You can use the device to create and store all your notes.

Users can name and create a folder and then fill it with notebooks.

So imagine a binder with all the loose pages inside – that’s what you get with the Kindle Scribe folder and notebooks.

You can also choose a notebook template which can be either a blank page, a ruled page with various options on the line spacing and margins along with checklists, music sheets, to-do lists and calendars.

Writing text is a breeze and, if you have the Premium pen, you can simply flip it over like you would a regular pencil and eraser and rub out what you just wrote.

Being able to create and name different folders means organising your notes and accessing them is really easy.

And when you go back to the Home screen, all your folders and individual notebooks are there right beside the books in your library for easy access when you need to open the files again.

The other way of writing is making notes inside a Kindle book you’re reading.

Many people like to read with a pen in their hand to highlight passages and make notes.

Kindle Scribe sort of does that.

Unfortunately you can’t underline passages and circle words and sentences.

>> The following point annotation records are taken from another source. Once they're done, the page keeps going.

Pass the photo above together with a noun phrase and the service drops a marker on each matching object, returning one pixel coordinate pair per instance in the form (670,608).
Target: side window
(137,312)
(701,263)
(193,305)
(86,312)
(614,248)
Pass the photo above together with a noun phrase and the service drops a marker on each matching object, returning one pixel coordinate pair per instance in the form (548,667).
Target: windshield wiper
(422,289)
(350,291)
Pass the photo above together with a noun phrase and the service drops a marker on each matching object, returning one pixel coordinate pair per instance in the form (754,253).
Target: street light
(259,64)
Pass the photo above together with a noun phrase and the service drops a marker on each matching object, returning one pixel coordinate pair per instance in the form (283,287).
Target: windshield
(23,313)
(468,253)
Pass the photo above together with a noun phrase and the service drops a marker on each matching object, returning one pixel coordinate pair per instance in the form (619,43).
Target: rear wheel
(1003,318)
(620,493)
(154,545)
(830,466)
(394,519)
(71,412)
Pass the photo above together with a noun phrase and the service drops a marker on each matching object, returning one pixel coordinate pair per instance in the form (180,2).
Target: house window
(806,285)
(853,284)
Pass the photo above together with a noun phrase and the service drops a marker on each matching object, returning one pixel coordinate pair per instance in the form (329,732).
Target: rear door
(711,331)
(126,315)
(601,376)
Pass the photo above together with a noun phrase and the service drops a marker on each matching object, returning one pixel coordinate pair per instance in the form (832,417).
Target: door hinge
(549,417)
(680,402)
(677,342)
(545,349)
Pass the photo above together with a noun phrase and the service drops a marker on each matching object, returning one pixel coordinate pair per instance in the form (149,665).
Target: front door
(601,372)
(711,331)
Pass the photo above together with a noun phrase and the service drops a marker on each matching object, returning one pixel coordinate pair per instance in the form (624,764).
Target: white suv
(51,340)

What you can do is create a handwritten or typed sticky note that you can come back to it and open it later.

That sticky note appears as a small icon just above the text which can opened again by tapping it with your pen or your finger.

Kindle says they, and the authors we imagine, don’t want your scribble cluttering up the page.

All the sticky notes are organised by book, and you can also easily navigate and export all your notes.

But this only works on books downloaded from the Kindle Store.

If you’ve uploaded epub format books to the device, you can still read them, but you can put the pen away because there is no way to make notes on those books.

When you touch your pencil to the screen with those books it simply turns the page.

You can send your own documents the device via the kindle app using the share button from your iOS or Android device or via the Amazon Send-To-Kindle site.

But you can only add sticky notes.

If you want to go to town and write all over a document – you need to send it as a PDF to the Kindle Scribe.

Once it’s in the library you can write on the PDF and underline and circle words and add your own that will stay visible rather than being hidden away like a sticky note.

From next year, users will also be able to send documents to kindle scribe directly from Microsoft Word.

As a reading device, the Kindle Scribe is excellent because of its adaptive light and larger screen which let you read a lot more text between page turns.

It is heavier than a regular Kindle so might get tired holding it in your hand.

There are covers available for the Kindle Scribe that can also act as a stand so you can rest the device on a surface and angle it comfortably for easy reading.

And, of course, you also have the Kindle Store at your fingertips so you can find and buys books in seconds on the device.

Battery life is amazing and a full charge can last for weeks. We’ve been using the Kindle Scribe every day for a week and the battery only went down to 80 per cent.

Kindle Scribe is available in three memory variants – 16GB, 32GB and 64GB – and your choice of a Basic pen or the Premium pen.

It starts at $549 for the 16GB with the Basic pen and $599 with the Premium pen.

The 32GB and 64GB variants include the Premium pen are priced at $629 and $679 respectively.


The Kindle Scribe is an excellent all-round device with responsive and fluid writing and handy organisation of your notes while offering one of the best reading experiences you’ll find.